Here are some techniques that will help when deciding when to delegate tasks and how to find the employees who can accomplish them effectively.
- Review your task list. First, decide what tasks you will delegate. Look at the list of everything you need to do in a day and determine which projects could be completed easily by someone else. By eliminating time-consuming, low-return jobs from your routine, you’ll be able to spend more time on jobs that require your specific set of skills.
- Match the employee to the task. You obviously want to delegate tasks to employees who can handle them, but don’t overlook people who may not have the proper skills yet. Investing in your employees through training will help you develop a strong staff. Newer employees may be well-suited to a task, they just need proper coaching. When you delegate a task that expands an employee’s knowledge or skill base, you have expanded your support base. When that task comes up in the future, you’ll have more staff who can complete the job.
- Be specific. Delegate whole projects that enable the employee to work start to finish on one task. When assigning a task, explain why the job needs to be done, the expected results, deadlines and any ongoing reporting that may be necessary. Also explain how the task fits into your business’s overall goals. This communication helps the employee understand they have a sizable role in the success of the business. After you explain the assignment to the employee, have them repeat it back to you in their own words to ensure you both understand each other.
- Encourage communication. Make sure employees know they can come to you when they have questions or ideas about the task you’ve given them. Not only does this knowledge make them feel more appreciated, but also it will encourage them to share cost- or time-saving ideas. It also helps catch minor mistakes before they become larger problems.

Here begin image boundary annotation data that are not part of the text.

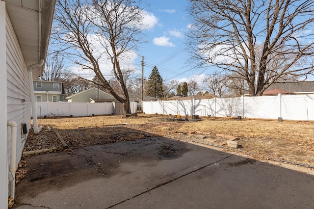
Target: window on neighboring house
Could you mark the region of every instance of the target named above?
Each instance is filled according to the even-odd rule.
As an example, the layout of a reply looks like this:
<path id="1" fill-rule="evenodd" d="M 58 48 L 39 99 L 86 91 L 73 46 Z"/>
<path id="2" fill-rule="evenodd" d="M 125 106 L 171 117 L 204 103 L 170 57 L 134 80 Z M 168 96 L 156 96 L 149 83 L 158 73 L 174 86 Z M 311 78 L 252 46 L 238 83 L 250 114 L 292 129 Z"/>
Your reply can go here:
<path id="1" fill-rule="evenodd" d="M 53 83 L 53 88 L 60 88 L 59 83 Z"/>
<path id="2" fill-rule="evenodd" d="M 41 95 L 36 95 L 36 102 L 41 102 Z"/>
<path id="3" fill-rule="evenodd" d="M 58 96 L 55 95 L 52 96 L 52 102 L 56 103 L 58 102 Z"/>

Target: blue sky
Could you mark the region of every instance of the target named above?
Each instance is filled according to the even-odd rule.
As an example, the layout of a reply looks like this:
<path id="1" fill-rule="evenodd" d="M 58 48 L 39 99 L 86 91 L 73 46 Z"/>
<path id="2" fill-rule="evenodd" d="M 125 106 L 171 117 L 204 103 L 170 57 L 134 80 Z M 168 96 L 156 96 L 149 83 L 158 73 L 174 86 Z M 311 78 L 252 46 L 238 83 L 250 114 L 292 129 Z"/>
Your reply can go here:
<path id="1" fill-rule="evenodd" d="M 201 80 L 204 74 L 198 76 L 202 72 L 193 71 L 187 66 L 189 57 L 184 50 L 184 35 L 190 23 L 186 10 L 187 1 L 147 0 L 145 2 L 150 4 L 148 10 L 151 20 L 149 23 L 155 24 L 145 31 L 148 43 L 142 45 L 137 52 L 136 68 L 141 70 L 140 64 L 144 56 L 146 78 L 156 65 L 166 82 L 173 79 L 187 81 L 192 77 Z"/>

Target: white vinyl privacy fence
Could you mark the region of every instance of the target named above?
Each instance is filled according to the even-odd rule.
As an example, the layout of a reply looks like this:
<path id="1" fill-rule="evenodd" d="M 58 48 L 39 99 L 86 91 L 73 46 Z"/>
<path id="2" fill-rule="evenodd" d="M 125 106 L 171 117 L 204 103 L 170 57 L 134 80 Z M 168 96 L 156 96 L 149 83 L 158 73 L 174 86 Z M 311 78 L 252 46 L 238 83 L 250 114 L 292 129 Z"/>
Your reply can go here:
<path id="1" fill-rule="evenodd" d="M 314 120 L 314 94 L 144 102 L 147 114 Z"/>
<path id="2" fill-rule="evenodd" d="M 97 115 L 108 115 L 115 112 L 123 114 L 123 111 L 115 111 L 115 108 L 122 108 L 114 105 L 113 103 L 81 103 L 67 102 L 36 102 L 35 103 L 37 117 L 51 116 L 88 116 Z M 135 113 L 137 103 L 130 103 L 131 112 Z"/>

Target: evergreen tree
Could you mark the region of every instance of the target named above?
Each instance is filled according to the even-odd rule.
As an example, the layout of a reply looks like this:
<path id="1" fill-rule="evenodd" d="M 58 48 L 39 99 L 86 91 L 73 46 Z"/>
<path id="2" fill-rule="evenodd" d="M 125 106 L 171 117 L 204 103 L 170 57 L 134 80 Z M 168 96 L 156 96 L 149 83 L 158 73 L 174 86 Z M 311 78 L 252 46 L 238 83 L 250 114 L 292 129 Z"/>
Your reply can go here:
<path id="1" fill-rule="evenodd" d="M 154 66 L 147 81 L 146 92 L 148 95 L 157 100 L 162 99 L 163 93 L 162 78 L 156 66 Z"/>
<path id="2" fill-rule="evenodd" d="M 187 83 L 186 82 L 184 82 L 183 83 L 183 86 L 182 86 L 182 94 L 183 96 L 186 97 L 187 96 L 187 92 L 188 92 L 188 89 L 187 88 Z"/>
<path id="3" fill-rule="evenodd" d="M 182 92 L 181 92 L 181 85 L 180 84 L 179 84 L 178 85 L 178 88 L 177 88 L 177 95 L 181 95 L 182 93 Z"/>

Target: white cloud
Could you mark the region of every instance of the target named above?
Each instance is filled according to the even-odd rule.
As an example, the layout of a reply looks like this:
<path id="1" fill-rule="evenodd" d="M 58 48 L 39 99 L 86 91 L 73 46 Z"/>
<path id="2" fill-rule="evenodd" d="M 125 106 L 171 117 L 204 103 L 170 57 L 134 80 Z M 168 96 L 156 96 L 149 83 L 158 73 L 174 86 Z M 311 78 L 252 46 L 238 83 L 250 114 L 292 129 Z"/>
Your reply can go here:
<path id="1" fill-rule="evenodd" d="M 143 23 L 145 26 L 146 26 L 145 28 L 146 29 L 153 28 L 158 23 L 158 18 L 152 13 L 144 11 L 143 16 Z"/>
<path id="2" fill-rule="evenodd" d="M 175 47 L 175 45 L 174 44 L 169 41 L 170 39 L 170 38 L 168 38 L 165 36 L 161 36 L 155 38 L 153 40 L 153 43 L 154 43 L 154 44 L 157 46 L 161 46 L 163 47 Z"/>
<path id="3" fill-rule="evenodd" d="M 175 9 L 159 9 L 159 10 L 162 12 L 165 12 L 169 14 L 175 13 L 176 12 L 177 12 L 177 10 Z"/>
<path id="4" fill-rule="evenodd" d="M 182 32 L 176 29 L 173 30 L 170 30 L 169 33 L 171 35 L 177 38 L 183 38 L 184 37 L 184 35 Z"/>

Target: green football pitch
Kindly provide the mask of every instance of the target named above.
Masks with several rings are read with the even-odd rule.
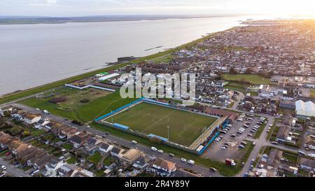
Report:
[[[128,126],[144,134],[153,134],[189,146],[217,118],[141,102],[106,120]],[[169,131],[167,127],[169,127]]]

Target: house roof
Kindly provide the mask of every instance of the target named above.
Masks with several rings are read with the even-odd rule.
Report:
[[[137,158],[142,155],[142,153],[136,149],[130,149],[126,153],[124,154],[122,158],[127,160],[130,162],[134,162]]]
[[[160,167],[162,169],[167,169],[168,171],[174,169],[175,168],[176,163],[164,160],[162,159],[157,159],[153,164]]]
[[[314,160],[302,157],[300,160],[300,164],[315,169],[315,161]]]
[[[109,145],[107,143],[105,143],[104,142],[102,142],[101,143],[99,143],[99,148],[101,148],[104,150],[107,150],[109,147]]]
[[[32,114],[26,114],[24,118],[26,118],[26,119],[31,120],[34,118],[37,118],[37,117],[40,117],[40,116],[36,115],[32,115]]]
[[[27,146],[27,143],[24,143],[18,140],[13,140],[10,143],[9,147],[11,149],[18,149],[20,146]]]
[[[282,157],[284,151],[272,148],[268,155],[267,164],[269,166],[272,166],[274,168],[277,168],[280,164],[280,160]]]
[[[120,153],[120,150],[121,150],[120,148],[118,147],[113,147],[113,149],[111,150],[111,153],[119,154],[119,153]]]

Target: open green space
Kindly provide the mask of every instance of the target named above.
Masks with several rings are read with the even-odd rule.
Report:
[[[74,148],[74,146],[71,143],[64,143],[64,145],[62,145],[62,148],[67,150],[72,150],[72,148]]]
[[[224,73],[221,76],[225,80],[234,81],[241,83],[253,85],[269,84],[269,78],[256,74],[230,74]]]
[[[299,157],[297,155],[293,155],[286,152],[284,153],[283,157],[293,164],[296,164],[298,162],[298,159]]]
[[[189,146],[217,119],[142,102],[107,121],[126,125],[146,135],[153,134],[167,139],[169,133],[169,141]]]
[[[266,119],[265,121],[268,121],[267,119]],[[255,139],[259,139],[260,137],[261,134],[262,133],[262,132],[265,130],[265,127],[266,127],[266,124],[262,123],[260,127],[258,128],[258,129],[257,130],[256,133],[254,135],[254,138]]]
[[[74,92],[80,91],[74,90]],[[22,104],[38,108],[41,110],[47,110],[52,114],[62,116],[69,120],[76,120],[83,122],[92,121],[93,119],[102,116],[119,107],[126,105],[136,99],[122,99],[119,91],[99,97],[88,104],[82,104],[75,110],[69,110],[60,107],[59,104],[53,104],[49,100],[29,98],[19,101]]]
[[[241,92],[243,94],[246,94],[247,93],[250,93],[251,95],[256,96],[258,94],[255,92],[248,92],[246,90],[246,87],[248,85],[244,83],[240,83],[237,82],[230,81],[228,82],[226,85],[224,86],[225,89],[229,89],[234,91]]]
[[[136,136],[134,134],[132,134],[123,131],[118,130],[115,128],[111,128],[109,127],[106,127],[104,125],[93,122],[91,124],[91,127],[98,129],[99,131],[111,133],[115,136],[119,136],[122,139],[132,141],[134,140],[139,143],[148,146],[149,147],[154,146],[158,148],[158,149],[162,149],[164,152],[168,153],[173,153],[177,157],[184,157],[186,159],[191,159],[195,160],[196,164],[202,165],[206,167],[214,167],[218,169],[218,172],[223,176],[232,176],[237,174],[241,169],[241,167],[240,164],[242,162],[245,162],[247,160],[251,150],[253,148],[253,146],[252,144],[247,144],[246,148],[244,148],[246,154],[244,155],[243,159],[241,161],[236,161],[237,166],[232,167],[225,164],[225,163],[220,162],[218,161],[215,161],[209,158],[202,157],[199,155],[195,155],[193,153],[184,151],[183,150],[180,150],[174,147],[164,145],[164,144],[159,144],[155,142],[151,142],[148,139],[141,137],[139,136]]]
[[[315,97],[315,90],[309,90],[309,96],[311,97]]]
[[[102,155],[99,152],[96,153],[93,155],[90,156],[88,160],[93,163],[97,164],[102,159]]]
[[[112,157],[108,156],[104,160],[103,164],[104,164],[104,165],[108,167],[111,164],[114,163],[115,161],[115,160]]]
[[[76,157],[71,157],[66,160],[66,162],[69,164],[76,164],[77,162],[78,162],[78,159]]]

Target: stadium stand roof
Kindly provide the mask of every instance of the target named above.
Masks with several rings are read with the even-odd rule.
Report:
[[[295,111],[298,115],[315,117],[315,105],[311,101],[307,102],[302,100],[296,101]]]
[[[113,125],[115,127],[122,129],[122,130],[128,130],[129,127],[125,126],[125,125],[122,125],[121,124],[119,123],[114,123]]]

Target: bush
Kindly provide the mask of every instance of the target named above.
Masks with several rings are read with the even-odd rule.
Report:
[[[81,122],[76,120],[73,120],[72,123],[76,124],[76,125],[82,125],[82,122]]]
[[[85,99],[83,99],[82,100],[80,100],[80,102],[81,102],[81,103],[88,103],[88,102],[90,102],[90,99],[88,99],[88,98],[85,98]]]
[[[62,103],[66,101],[66,97],[54,97],[52,98],[50,100],[49,100],[49,101],[52,104]]]
[[[150,142],[153,143],[160,144],[162,141],[161,141],[161,139],[158,139],[156,137],[151,137],[151,138],[150,138]]]

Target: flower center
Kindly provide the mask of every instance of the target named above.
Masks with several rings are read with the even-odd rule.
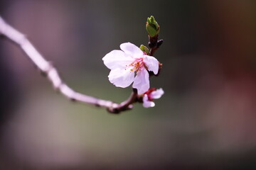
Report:
[[[143,57],[142,57],[136,59],[134,62],[132,62],[129,65],[127,65],[127,69],[129,69],[131,72],[134,72],[136,74],[141,71],[144,67]]]

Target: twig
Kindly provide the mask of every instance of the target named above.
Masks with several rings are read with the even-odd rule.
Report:
[[[129,110],[132,108],[132,104],[137,101],[136,89],[133,90],[131,96],[127,101],[121,103],[78,93],[62,80],[57,69],[38,52],[28,38],[6,23],[1,16],[0,34],[19,46],[43,74],[47,76],[48,80],[53,84],[54,89],[73,101],[78,101],[97,107],[105,108],[112,113],[119,113],[121,111]]]

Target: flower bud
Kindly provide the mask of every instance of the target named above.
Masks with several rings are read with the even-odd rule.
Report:
[[[141,45],[139,49],[142,50],[142,51],[146,52],[146,55],[149,54],[149,50],[145,45]]]
[[[154,37],[159,34],[160,26],[156,21],[154,16],[149,17],[146,23],[146,30],[150,37]]]

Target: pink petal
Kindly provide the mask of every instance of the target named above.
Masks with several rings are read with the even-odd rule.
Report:
[[[152,71],[154,74],[158,73],[159,62],[155,57],[149,55],[144,55],[143,61],[148,67],[149,71]]]
[[[129,69],[114,69],[108,76],[110,81],[117,87],[129,86],[134,80],[134,72]]]
[[[142,94],[149,90],[149,75],[146,69],[143,68],[137,72],[132,87],[138,90],[138,94]]]
[[[122,50],[114,50],[107,53],[103,58],[104,64],[107,68],[114,69],[125,68],[126,65],[131,64],[134,59],[127,56]]]
[[[150,96],[152,98],[155,98],[155,99],[157,99],[157,98],[161,98],[161,96],[164,94],[164,91],[163,91],[163,89],[161,88],[160,88],[159,89],[157,89],[156,91],[152,91],[151,94],[150,94]]]
[[[120,48],[126,55],[132,56],[134,58],[141,57],[143,55],[142,50],[131,42],[124,42],[121,44]]]
[[[149,97],[146,94],[143,96],[143,106],[144,108],[150,108],[155,106],[155,103],[153,101],[149,101]]]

- Give the appropriate authority. When you delegate a task, give the employee the authority to make their own decisions, then get out of the way. If you end up micromanaging the task, it could end up being more work for both of you and leave your employee frustrated. If you micromanage, you may need to accept the fact that there is more than one way to complete the project, as the employee may want to try their own ideas. Give help when requested, but do not do the entire job for the employee. Otherwise, they will not develop confidence in themselves. Realize that this approach means the employee may make mistakes, but that failure is a part of learning.
- Give credit where credit is due. Don’t take the project back until it is complete. Then when it is finished, give the employee feedback. Consider also giving the employee public recognition if it’s appropriate to the situation. True recognition rewards the employee who completed the project and reinforces good work habits. It also sets a standard for other employees to follow.